Well, those pragmas just prioritize the tasks on your system, they don't guarantee any kind of mutual-exclusion on those variables.
There may be some systems where that is enough. However, most Ada implementations these days map Ada tasks to OS threads, and most consumer PC's these days have multiple processors and can spilt their threads among them. There's nothing stopping the OS from scheduling the next lower-priority thread on your second processor while the highest priority thread is running.
This kind of behavior in a program is called a "race condition".
If you want mutual-exlusion on those variables, you need to implement that. Either give control of the variables to one task and use rendezvous to modify them from other tasks, or look into putting them into protected objects. I'd suggest the latter, as rendezvous can be much more difficult to get right. However, if you want to order the calls in a specific way, a master controller task calling rendezvous on the other tasks might be the way to go.
here is a program that is a sequential variant of the above ! .... with just one task (even that can be avoided if I use a single procedure, as suggested by Marc C and T.E.D )

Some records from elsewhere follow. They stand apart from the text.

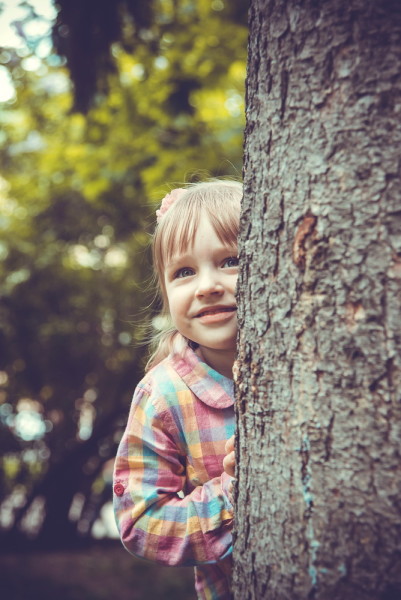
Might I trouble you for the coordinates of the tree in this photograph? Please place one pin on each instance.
(319, 372)
(77, 196)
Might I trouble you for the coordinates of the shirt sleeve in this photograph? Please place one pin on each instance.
(154, 520)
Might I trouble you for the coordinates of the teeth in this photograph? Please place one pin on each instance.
(215, 311)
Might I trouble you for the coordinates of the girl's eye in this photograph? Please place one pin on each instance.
(184, 272)
(231, 261)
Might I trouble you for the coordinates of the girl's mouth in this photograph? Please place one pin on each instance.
(218, 313)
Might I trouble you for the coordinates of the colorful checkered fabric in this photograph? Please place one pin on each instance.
(170, 491)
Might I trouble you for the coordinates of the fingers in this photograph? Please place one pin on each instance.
(229, 463)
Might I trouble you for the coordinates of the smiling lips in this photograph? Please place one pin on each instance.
(216, 314)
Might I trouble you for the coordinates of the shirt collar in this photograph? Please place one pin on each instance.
(208, 385)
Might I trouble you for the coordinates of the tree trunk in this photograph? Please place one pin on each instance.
(319, 372)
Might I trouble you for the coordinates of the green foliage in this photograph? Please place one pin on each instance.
(77, 198)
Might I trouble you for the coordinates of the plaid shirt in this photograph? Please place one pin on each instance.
(170, 491)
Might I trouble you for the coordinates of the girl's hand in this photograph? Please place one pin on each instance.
(229, 459)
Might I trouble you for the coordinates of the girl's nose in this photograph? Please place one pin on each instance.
(209, 284)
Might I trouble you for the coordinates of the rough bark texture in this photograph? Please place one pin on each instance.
(319, 372)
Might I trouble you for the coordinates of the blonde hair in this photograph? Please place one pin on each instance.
(219, 200)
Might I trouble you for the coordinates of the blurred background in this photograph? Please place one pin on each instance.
(105, 105)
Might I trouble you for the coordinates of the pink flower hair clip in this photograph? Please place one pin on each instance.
(167, 201)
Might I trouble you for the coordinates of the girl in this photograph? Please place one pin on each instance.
(171, 489)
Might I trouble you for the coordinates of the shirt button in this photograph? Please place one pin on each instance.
(118, 489)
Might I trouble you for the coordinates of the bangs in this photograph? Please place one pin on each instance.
(176, 232)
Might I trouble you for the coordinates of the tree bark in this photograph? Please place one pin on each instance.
(319, 372)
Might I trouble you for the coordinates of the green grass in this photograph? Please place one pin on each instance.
(102, 572)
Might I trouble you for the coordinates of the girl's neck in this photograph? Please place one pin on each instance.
(220, 360)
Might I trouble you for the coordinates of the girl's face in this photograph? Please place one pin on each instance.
(200, 287)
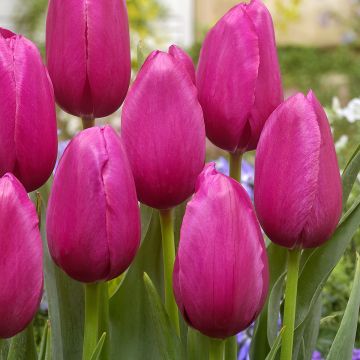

WITH Ada.Text_IO; USE Ada.Text_IO;
WITH Ada.Integer_Text_IO; USE
Ada.Integer_Text_IO;
WITH System; USE System;
procedure xyzsimple is
x : Integer := 0;
y : Integer := 0;
z : Integer := 0;
task type xyz;
T: xyz;
task body xyz is
begin
x:= x + 1;
y:= x + y;
z:= x + y + z;
end xyz;
begin Put(" z = ");
Put(z);
end xyzsimple;
This program always gvies output z = 2, but then it doesn't serve to illustrate what I was trying to do. This program is deterministic, not into the paradigm of concurrency ! Further, this program will never exhibit 'RACE CONDITION' that T.E.D had mentioned.